AI and federated learning: Privacy enhancing technology for AI drug development
Pharmaceutical innovation increasingly relies on AI to unlock insights from vast and diverse datasets. Yet, traditional AI approaches often require centralizing sensitive patient data: a process fraught with regulatory hurdles and privacy risks, especially under the EU GDPR.
AI thrives on large, high-quality datasets. In the pharmaceutical industry, however, patient data is typically siloed across hospitals, clinical trials, and companies. Centralizing this data for AI training can conflict with GDPR requirements such as data minimization, purpose limitation, and consent management. Cross-border data transfers and fragmented transparency obligations further complicate compliance.
Federated learning (FL) is an innovative approach to AI that reimagines how organizations collaborate on data-driven projects. Rather than pooling raw data in a central location, FL allows each institution, be it a hospital, research center, or pharmaceutical company, to keep its data securely on site. AI models are trained locally, and only the resulting local model updates (not the underlying patient data) are shared with a central server. These updates are then aggregated to refine a global model, which benefits from the collective intelligence of all participants, without ever directly exposing sensitive information.
Federated learning directly addresses key GDPR challenges:
- Data minimization: No raw data leaves its origin, reducing unnecessary data transfers.
- Purpose limitation: Data is used locally for agreed training purposes, limiting secondary use.
- Consent management: If a patient withdraws consent, only the local site is affected.
- International transfers: Only aggregated updates cross borders, minimizing exposure to transfer restrictions.
- Security: No central repository of raw data means reduced risk of large-scale breaches.
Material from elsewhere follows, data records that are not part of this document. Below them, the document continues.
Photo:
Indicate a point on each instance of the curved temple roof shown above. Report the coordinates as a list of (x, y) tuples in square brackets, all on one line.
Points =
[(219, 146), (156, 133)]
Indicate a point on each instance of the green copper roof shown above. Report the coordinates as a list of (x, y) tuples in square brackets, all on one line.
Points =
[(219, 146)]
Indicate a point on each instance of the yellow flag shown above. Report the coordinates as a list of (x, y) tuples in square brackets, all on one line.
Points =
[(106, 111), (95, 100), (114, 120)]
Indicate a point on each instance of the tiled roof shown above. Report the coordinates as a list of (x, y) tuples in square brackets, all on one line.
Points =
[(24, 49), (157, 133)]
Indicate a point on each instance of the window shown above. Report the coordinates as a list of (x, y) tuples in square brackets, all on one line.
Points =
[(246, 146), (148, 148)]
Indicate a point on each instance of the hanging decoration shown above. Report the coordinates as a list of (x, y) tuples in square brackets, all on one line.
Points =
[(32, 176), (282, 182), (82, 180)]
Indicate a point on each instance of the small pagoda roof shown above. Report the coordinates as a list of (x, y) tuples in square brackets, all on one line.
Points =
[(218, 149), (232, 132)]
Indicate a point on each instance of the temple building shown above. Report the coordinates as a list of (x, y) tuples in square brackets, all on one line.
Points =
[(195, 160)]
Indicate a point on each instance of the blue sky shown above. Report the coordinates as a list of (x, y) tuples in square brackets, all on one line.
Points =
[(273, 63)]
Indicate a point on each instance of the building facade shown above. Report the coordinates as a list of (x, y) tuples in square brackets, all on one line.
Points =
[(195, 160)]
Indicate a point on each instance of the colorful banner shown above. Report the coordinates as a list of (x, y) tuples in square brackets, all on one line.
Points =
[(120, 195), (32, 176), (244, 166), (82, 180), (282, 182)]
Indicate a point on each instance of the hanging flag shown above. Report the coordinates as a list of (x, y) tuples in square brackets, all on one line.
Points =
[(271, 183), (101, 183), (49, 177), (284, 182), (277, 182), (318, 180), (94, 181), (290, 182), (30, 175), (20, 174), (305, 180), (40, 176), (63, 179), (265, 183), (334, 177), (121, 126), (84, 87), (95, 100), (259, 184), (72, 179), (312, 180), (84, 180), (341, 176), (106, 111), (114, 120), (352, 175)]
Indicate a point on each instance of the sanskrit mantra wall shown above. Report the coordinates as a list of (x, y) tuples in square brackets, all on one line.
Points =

While federated learning enhances privacy, it introduces new technical and legal considerations:
- Cybersecurity: Model updates may be vulnerable to adversarial attacks or data leakage.
- Interpretability: Limited access to raw data can reduce model transparency.
- Fairness: Bias may arise if some sites dominate the training process.
- Model content: Locally trained models may still contain residual personal data. Whether model updates can be considered "anonymous" requires a case‑by‑case assessment under EDPB Opinion 28/2024.
- Legal compliance: Local training must still be permitted and meet GDPR standards, and joint controllership questions may arise.
Federated learning is increasingly recognized as privacy enhancing technology in the context of AI development, particularly within the pharmaceutical sector. By enabling organizations to collaborate on AI projects without sharing raw patient data, FL supports both innovation and compliance with data protection requirements. As regulatory expectations and best practices continue to evolve, careful planning and robust privacy measures will remain important for successful adoption.